Figures 6. The final restoration resulted in a compromised smile line which at this point could only have been corrected by crown lengthening and placing new crowns on the central incisors.
Distance Between Adjacent Implants
Retention and reformation of papillae between implants is arguably the most challenging aspect of adjacent implant esthetics.
When implants are placed too close to each other, the risk of soft and hard tissue loss increases exponentially. It has been postulated, based on clinical measurements that the ideal space to preserve interimplant bone and soft tissue heights is 3mm.
Biotype of the Periodontium
Gingival recession is the most common complication of implants in the anterior (esthetic) zone. A thin, highly scalloped gingival biotype is more prone to recession than a thick, flat biotype. This is true in implant-supported restorations as well as tooth-supported restorations.

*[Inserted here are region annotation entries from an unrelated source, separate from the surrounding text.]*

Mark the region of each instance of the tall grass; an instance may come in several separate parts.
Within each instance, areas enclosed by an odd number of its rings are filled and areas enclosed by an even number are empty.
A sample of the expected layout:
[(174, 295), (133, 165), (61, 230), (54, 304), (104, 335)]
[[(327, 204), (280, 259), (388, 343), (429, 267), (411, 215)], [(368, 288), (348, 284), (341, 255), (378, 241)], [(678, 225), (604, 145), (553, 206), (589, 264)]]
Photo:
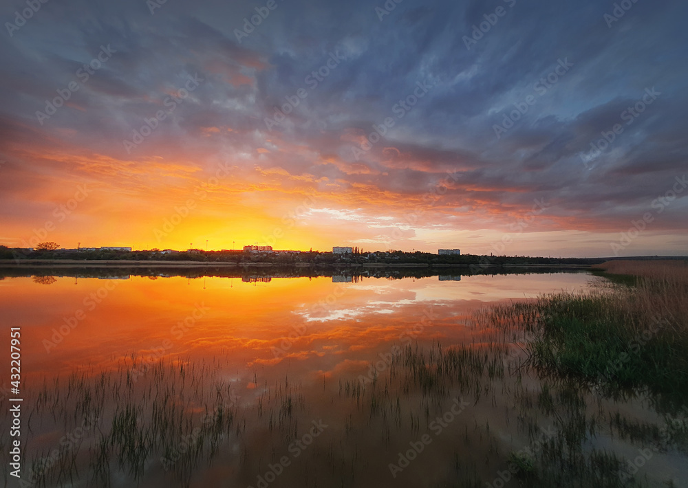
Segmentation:
[(646, 388), (665, 407), (688, 401), (688, 267), (614, 261), (601, 268), (636, 277), (632, 287), (563, 293), (493, 311), (504, 330), (535, 334), (528, 359), (541, 373), (607, 388)]

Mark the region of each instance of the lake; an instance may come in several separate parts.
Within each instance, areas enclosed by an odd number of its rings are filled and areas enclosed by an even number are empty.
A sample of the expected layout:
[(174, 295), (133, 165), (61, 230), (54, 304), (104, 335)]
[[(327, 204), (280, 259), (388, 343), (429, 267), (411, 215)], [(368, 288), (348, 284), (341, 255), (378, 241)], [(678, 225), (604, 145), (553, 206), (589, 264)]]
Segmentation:
[(603, 293), (589, 272), (43, 274), (0, 280), (36, 486), (499, 488), (555, 456), (585, 486), (612, 452), (619, 486), (688, 479), (685, 454), (637, 441), (666, 421), (642, 395), (540, 377), (490, 316)]

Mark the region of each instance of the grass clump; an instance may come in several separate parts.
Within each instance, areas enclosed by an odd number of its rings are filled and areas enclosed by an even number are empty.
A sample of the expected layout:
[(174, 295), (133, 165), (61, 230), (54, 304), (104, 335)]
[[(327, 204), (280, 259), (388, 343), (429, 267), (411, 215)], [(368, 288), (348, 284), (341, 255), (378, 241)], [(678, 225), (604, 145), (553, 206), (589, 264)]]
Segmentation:
[(508, 321), (533, 333), (526, 345), (529, 361), (546, 374), (647, 388), (685, 403), (688, 267), (681, 261), (614, 262), (606, 269), (637, 276), (635, 286), (541, 297), (526, 305), (532, 309), (527, 313), (524, 304), (512, 309), (531, 319)]

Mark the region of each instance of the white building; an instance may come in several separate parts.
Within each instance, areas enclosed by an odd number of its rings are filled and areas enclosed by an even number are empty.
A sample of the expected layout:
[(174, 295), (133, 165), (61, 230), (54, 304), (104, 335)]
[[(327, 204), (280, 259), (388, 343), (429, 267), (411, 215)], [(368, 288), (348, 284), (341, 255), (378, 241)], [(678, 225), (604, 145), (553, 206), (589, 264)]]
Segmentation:
[(342, 247), (340, 246), (334, 246), (332, 247), (332, 253), (334, 254), (350, 254), (354, 252), (353, 247)]
[(244, 252), (272, 252), (272, 246), (271, 245), (245, 245), (244, 246)]

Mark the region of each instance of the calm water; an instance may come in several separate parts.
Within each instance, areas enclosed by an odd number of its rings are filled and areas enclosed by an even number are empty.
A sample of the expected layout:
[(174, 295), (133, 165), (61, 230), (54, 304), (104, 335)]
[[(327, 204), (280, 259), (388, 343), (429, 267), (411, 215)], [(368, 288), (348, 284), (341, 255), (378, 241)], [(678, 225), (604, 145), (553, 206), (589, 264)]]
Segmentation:
[[(23, 478), (33, 469), (35, 486), (516, 486), (509, 453), (530, 447), (539, 460), (563, 435), (561, 414), (537, 408), (541, 382), (504, 366), (518, 350), (500, 350), (501, 373), (476, 366), (440, 384), (414, 377), (403, 348), (486, 351), (495, 331), (477, 311), (583, 290), (591, 279), (6, 278), (3, 330), (21, 329)], [(642, 398), (585, 398), (583, 415), (598, 424), (619, 412), (659, 421)], [(621, 428), (590, 428), (583, 452), (638, 456)], [(6, 456), (9, 439), (3, 430)], [(651, 458), (639, 481), (688, 479), (682, 454)]]

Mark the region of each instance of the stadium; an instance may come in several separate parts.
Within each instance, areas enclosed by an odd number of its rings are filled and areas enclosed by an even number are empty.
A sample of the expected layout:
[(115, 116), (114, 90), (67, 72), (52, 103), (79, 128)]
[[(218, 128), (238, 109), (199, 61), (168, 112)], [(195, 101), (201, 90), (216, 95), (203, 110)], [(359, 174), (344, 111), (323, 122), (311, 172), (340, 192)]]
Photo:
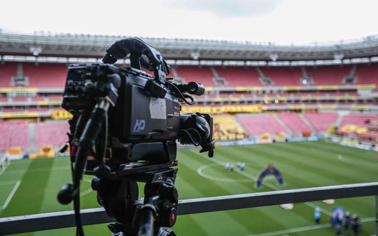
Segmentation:
[[(61, 107), (67, 66), (100, 62), (106, 47), (124, 38), (0, 30), (0, 217), (72, 210), (56, 200), (70, 179), (69, 153), (58, 152), (72, 117)], [(194, 147), (178, 150), (180, 199), (377, 180), (378, 37), (306, 46), (142, 39), (164, 55), (174, 81), (205, 86), (181, 112), (213, 117), (214, 158)], [(130, 60), (117, 65), (129, 66)], [(225, 170), (241, 162), (245, 170)], [(272, 163), (284, 183), (267, 177), (255, 187)], [(82, 209), (99, 207), (90, 183), (84, 177)], [(364, 197), (190, 215), (179, 216), (173, 229), (178, 235), (334, 235), (330, 222), (342, 208), (359, 217), (358, 235), (371, 236), (375, 204)], [(109, 234), (104, 224), (84, 231)]]

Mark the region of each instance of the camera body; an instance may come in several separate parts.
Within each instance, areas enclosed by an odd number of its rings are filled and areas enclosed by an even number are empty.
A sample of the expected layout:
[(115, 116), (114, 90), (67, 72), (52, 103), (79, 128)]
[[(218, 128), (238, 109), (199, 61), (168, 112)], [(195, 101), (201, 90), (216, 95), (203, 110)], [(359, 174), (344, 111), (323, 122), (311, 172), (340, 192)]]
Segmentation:
[[(113, 64), (128, 55), (131, 67)], [(213, 156), (211, 117), (180, 114), (180, 102), (194, 102), (188, 94), (202, 95), (205, 87), (167, 78), (169, 66), (161, 55), (138, 38), (115, 42), (103, 61), (68, 67), (62, 106), (73, 115), (67, 134), (73, 184), (63, 186), (58, 200), (73, 200), (77, 234), (84, 236), (80, 182), (83, 174), (93, 175), (98, 201), (116, 220), (109, 226), (114, 235), (136, 235), (143, 225), (150, 227), (146, 214), (155, 218), (157, 232), (172, 227), (178, 203), (177, 169), (170, 168), (177, 165), (176, 141)], [(137, 181), (146, 182), (143, 203), (137, 201)]]
[[(118, 81), (113, 81), (114, 78)], [(118, 88), (114, 84), (118, 84)], [(198, 129), (195, 121), (190, 121), (196, 118), (206, 120), (202, 128), (208, 133), (204, 138), (211, 140), (212, 118), (210, 115), (180, 114), (177, 94), (171, 86), (193, 93), (198, 93), (198, 86), (199, 93), (204, 90), (201, 84), (189, 84), (191, 86), (168, 81), (162, 84), (148, 74), (132, 67), (101, 63), (70, 65), (63, 108), (77, 116), (83, 111), (92, 111), (99, 99), (104, 97), (113, 105), (107, 111), (107, 123), (100, 131), (88, 156), (85, 173), (95, 174), (96, 168), (105, 164), (109, 174), (117, 176), (127, 172), (133, 174), (137, 171), (136, 166), (129, 164), (140, 160), (149, 164), (175, 165), (176, 140), (190, 144), (187, 134), (181, 133), (180, 130), (189, 129), (187, 133), (190, 134), (193, 129)], [(76, 129), (76, 125), (74, 122), (71, 126)], [(196, 134), (194, 139), (200, 142), (201, 138)], [(71, 139), (74, 144), (74, 138)], [(127, 171), (130, 169), (132, 171)]]

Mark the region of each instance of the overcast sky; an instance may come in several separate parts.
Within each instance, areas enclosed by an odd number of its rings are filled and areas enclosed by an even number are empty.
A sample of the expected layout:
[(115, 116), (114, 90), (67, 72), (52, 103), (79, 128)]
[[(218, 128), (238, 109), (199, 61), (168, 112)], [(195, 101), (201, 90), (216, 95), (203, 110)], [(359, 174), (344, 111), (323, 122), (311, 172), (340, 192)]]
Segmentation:
[(12, 0), (0, 28), (295, 44), (378, 34), (378, 0)]

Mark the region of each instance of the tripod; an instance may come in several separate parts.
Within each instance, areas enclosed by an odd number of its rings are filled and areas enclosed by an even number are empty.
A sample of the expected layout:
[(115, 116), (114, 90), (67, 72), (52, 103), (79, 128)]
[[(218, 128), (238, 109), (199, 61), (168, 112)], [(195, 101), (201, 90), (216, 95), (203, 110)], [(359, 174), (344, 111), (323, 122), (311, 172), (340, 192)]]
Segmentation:
[[(115, 222), (112, 236), (175, 236), (168, 229), (177, 218), (178, 194), (174, 187), (177, 169), (166, 168), (110, 179), (95, 177), (92, 188), (97, 201)], [(138, 200), (137, 181), (146, 182), (144, 198)]]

When encountering a thin scalloped biotype, the implant should be placed in a slightly more palatal position to reduce the change of recession and a metal “shadow” from showing through the gingival cuff. Because patients with minimal gingival thickness are at higher risk of esthetic failure, it may be wise to thicken the tissue with a connective tissue graft concomitant with implant placement or to enhance the proposed site prior to implantation.
Another strategy for ensuring optimum cosmetics in patients presenting with a thin gingival biotype is to use a ceramic implant abutment with a gingival hue.
Tooth Shape in Relation to Tissue Biotype
Three basic tooth shapes influence peri-implant esthetics. The three basic tooth shapes are square, ovoid and triangular.
Tarnow has shown that the distance between the most apical portion of the interproximal tooth contact and the crest of the bone must be less than 5mm in order to ensure the reformation of the gingival papilla. Triangular tooth shapes generally have the greatest risk of an esthetically compromised papilla because its location is close to the incisal edge of the tooth.
Regardless of which tooth shape is chosen, the clinician cannot lose sight of this critical measurement in order to reduce the risk of black holes.
Figure 7. A thin biotype and the placement of too wide an implant contributed to this gingival fenestration.
Esthetic outcomes for implant restorations are based on many variables, including preoperative assessment, initial site integrity, management of the hard and soft tissue, the artistry of the dental technician and patient expectations.
More than any other single factor, the quantity, quality and volume of available hard and soft tissue has the greatest impact on the production of optimal esthetics when associated with implant-supported prostheses.
A careful assessment of the role of these factors is every bit as important as the clinical skills of the dentist in achieving acceptable cosmetic outcomes.